Even before Krikorian so boldly spelled out the offense, you could feel the annoyance among conservatives over the extra work the judge’s name requires. Joe Scarborough (or, for those troubled by the almost French lilt of that last syllable, Scarboruff) announced he was going to have problems pronouncing her name. But really, Joe, it’s not like anyone’s asking you to trill your R’s or something. (He’s gone on to say that he’s not siding with the Limbaughian name-calling, because “this doesn’t elect Republicans.”)

I admit, though, the first time I said “Sotomayor,” I mangled it, too, as I do most unfamiliar names. But I got it the next time and now delight in lifting suddenly to that high mesa of OR.

Krikorian’s line of attack has chutzpah, but it’s hardly nuevo.
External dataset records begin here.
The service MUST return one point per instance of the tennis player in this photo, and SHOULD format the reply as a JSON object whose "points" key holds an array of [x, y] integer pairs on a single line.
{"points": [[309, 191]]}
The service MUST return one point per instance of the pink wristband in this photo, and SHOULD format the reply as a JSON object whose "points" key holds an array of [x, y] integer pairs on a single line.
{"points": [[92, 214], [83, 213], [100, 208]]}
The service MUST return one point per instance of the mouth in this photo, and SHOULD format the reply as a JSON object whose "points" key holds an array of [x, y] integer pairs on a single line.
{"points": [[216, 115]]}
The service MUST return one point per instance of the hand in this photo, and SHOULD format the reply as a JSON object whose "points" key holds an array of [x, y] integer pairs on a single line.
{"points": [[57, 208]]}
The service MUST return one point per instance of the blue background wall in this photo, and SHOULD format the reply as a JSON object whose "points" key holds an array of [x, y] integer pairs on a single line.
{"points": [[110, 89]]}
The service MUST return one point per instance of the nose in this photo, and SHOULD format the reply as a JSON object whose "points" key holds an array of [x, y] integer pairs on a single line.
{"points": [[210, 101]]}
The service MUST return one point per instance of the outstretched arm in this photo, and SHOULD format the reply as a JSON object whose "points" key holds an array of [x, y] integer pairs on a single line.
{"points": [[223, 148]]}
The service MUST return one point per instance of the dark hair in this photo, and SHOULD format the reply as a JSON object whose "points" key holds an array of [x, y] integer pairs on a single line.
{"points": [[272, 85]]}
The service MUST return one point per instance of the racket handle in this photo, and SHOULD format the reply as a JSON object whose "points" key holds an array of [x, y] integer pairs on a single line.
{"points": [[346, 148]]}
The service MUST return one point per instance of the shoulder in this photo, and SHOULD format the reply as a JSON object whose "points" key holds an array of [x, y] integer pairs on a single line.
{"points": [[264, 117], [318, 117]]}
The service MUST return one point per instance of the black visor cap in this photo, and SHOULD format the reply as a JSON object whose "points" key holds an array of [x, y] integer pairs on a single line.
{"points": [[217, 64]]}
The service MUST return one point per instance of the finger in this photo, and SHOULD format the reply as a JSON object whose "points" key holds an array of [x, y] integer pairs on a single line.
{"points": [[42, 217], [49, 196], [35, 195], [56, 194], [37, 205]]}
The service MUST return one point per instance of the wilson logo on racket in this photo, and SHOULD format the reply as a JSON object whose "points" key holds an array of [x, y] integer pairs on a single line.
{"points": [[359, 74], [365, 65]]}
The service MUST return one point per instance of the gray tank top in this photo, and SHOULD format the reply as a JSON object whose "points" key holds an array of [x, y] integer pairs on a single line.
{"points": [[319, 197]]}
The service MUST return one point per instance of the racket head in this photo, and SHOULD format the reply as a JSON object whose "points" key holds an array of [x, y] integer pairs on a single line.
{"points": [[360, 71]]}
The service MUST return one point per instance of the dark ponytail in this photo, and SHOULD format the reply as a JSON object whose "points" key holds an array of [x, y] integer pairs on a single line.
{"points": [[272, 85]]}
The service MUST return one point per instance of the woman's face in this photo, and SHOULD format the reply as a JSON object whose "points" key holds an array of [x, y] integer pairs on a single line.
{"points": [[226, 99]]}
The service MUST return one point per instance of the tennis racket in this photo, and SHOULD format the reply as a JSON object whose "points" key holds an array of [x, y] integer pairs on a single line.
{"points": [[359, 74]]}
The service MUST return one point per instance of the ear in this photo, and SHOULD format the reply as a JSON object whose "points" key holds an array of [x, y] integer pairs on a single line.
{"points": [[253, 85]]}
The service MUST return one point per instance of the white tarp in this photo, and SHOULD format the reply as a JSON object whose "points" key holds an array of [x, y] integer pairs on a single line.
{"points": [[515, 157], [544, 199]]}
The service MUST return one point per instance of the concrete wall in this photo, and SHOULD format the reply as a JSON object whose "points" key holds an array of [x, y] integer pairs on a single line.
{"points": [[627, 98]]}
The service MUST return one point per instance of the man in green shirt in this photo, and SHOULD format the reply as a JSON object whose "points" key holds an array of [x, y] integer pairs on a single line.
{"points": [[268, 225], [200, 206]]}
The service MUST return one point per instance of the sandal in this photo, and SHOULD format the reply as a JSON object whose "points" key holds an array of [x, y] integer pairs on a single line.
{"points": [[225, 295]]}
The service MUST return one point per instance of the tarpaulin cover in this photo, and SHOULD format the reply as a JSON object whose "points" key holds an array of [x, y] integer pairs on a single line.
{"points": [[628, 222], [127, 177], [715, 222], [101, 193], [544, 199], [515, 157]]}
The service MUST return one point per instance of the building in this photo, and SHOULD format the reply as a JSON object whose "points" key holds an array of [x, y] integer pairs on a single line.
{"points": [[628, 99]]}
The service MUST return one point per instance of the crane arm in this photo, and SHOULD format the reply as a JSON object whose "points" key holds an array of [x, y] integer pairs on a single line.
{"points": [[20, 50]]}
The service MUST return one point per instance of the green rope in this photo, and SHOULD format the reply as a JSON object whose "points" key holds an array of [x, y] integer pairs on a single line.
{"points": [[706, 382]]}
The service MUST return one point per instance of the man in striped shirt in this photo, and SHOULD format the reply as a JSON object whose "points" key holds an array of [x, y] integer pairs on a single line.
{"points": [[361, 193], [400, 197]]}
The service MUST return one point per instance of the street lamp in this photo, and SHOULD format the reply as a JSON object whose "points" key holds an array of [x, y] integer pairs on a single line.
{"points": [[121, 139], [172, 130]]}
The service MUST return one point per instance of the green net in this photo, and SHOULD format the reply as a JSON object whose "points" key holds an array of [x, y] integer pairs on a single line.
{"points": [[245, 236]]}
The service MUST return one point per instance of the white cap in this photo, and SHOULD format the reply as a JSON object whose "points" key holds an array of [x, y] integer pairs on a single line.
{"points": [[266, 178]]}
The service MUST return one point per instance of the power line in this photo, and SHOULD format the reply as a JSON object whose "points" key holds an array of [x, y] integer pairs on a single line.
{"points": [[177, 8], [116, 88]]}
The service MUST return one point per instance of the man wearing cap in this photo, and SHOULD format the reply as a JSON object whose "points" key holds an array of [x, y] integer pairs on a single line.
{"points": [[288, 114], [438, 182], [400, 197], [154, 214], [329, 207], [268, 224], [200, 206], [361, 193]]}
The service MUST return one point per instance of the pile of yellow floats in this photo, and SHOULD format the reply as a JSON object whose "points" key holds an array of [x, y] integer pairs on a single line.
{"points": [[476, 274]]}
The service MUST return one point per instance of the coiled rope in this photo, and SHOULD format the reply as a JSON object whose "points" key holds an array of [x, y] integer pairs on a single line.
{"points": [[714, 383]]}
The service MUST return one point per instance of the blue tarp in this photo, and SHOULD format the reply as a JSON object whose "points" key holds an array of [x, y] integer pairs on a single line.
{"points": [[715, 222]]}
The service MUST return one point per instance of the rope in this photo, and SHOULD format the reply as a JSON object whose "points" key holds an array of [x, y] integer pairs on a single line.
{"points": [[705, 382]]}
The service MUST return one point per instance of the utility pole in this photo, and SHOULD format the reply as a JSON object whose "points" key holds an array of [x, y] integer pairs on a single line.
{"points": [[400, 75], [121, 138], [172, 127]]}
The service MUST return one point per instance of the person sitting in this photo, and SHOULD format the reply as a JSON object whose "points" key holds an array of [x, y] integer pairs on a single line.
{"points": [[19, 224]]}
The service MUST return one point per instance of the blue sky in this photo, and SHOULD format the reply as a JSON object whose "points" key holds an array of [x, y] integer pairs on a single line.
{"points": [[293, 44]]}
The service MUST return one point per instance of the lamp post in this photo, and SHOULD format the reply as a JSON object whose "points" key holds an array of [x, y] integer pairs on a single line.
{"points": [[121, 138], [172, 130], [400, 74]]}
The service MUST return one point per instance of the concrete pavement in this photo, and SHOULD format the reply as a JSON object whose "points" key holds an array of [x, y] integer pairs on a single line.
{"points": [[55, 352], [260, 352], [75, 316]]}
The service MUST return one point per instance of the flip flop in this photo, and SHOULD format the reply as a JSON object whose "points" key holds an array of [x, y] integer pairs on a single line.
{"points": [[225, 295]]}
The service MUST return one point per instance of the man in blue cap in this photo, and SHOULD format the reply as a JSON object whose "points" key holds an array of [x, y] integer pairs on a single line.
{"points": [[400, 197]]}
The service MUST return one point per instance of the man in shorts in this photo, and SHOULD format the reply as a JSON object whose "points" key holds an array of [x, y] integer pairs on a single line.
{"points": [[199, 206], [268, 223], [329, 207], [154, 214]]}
It’s always there, just under the surface, especially when some high-falutin’ liberal speaks a foreign word fluently, or asks for Dijon mustard. Everytime Obama has pronounced “Pakistan” like a native (as POCK-i-stahn), the suspicions bubble over: It’s an “exotic pronunciation,” another National Review writer griped during the campaign, while a commenter elsewhere wrote, “he pronounces it just as his teachings in the Muslim religion has taught him to pronounce it.”

The hunt for seditious syllables is part of a larger, right-wing obsession with race, gender, and purity–and it’s of a piece with the cranked-up fear of Gitmo detainees touching “U.S. soil.”

Of course, anybody, including lefties, can obsess about purity, hygienic or political. But, as Nicholas Kristof wrote in the Times on Thursday, studies suggest that “conservatives are more likely than liberals to sense contamination or perceive disgust.”

That would explain some of the efforts by the Republican “base” to remove moderates like Colin Powell like so much used Kleenex; those easily icked-off also seem to go for impossibly tidy either/or-isms, a la Dick Cheney’s edict that in the fight against terrorism, there’s “no middle ground.”

“There are basically two options,” Krikorian seems to concur, “–the newcomer adapts to us, or we adapt to him. And multiculturalism means there’s a lot more of the latter going on than there should be.”

Krikorian, whose name is Armenian, has taken plenty of hits this week about knocking a Spanish surname when his own hardly rolls off the tongue. (Daily Kos blogger Allan Brauer refers to him as “Mr. Kirk,” because “typing his full name exhausts me, so I’ll just continue to refer to him by his superior, Americanized name…”)

You can already see the Col-BER Re-POR skit taking shape (the show was in reruns last week), in which Colbert rationalizes the umbrage he takes at Sotomayor’s unnatural last syllable while taking bombastic pride in his own.

And true to Colbert’s satire, the right’s notion of who should conform to what is highly selective and all about ego. Has the conservative punditry complained, for example, about John Boehner’s insistence that his surname be pronouced BAY-ner? Shouldn’t the House Minority leader of the United States Congress conform to the natural English pronunciation of “oe” as a long “o”?

But wingers tend not to correct other wingers’ names–even when they’re, sacre bleu!, French. Congressman Steven LaTourette (R-Ohio) is not Steven La TUR-et; Tom DeLay was never Tom DEL-ay; likewise, Senator Jim DeMint (R-SC), has been allowed to keep that uppercase “M,” even though it forces an Old World, last syllable dominance.

In fact, by angling to Americanize foreign-sounding names (or at least those of SCOTUS nominees favored by the Democrat Party), the right is acting positively French! The Academie Francaise goes on annual bouts of banning English words, like happy hour and podcasting, and replacing them with francophonics: la bonne heure and telechargement pour baladeur.

Maybe Republicans should make an annual ritual of knocking on doors and telling people what the proper pronunciation of their names should be. Because, as Mark Krikorian says, “our predecessors were too insistent on conformity, now we’re not insistent enough.”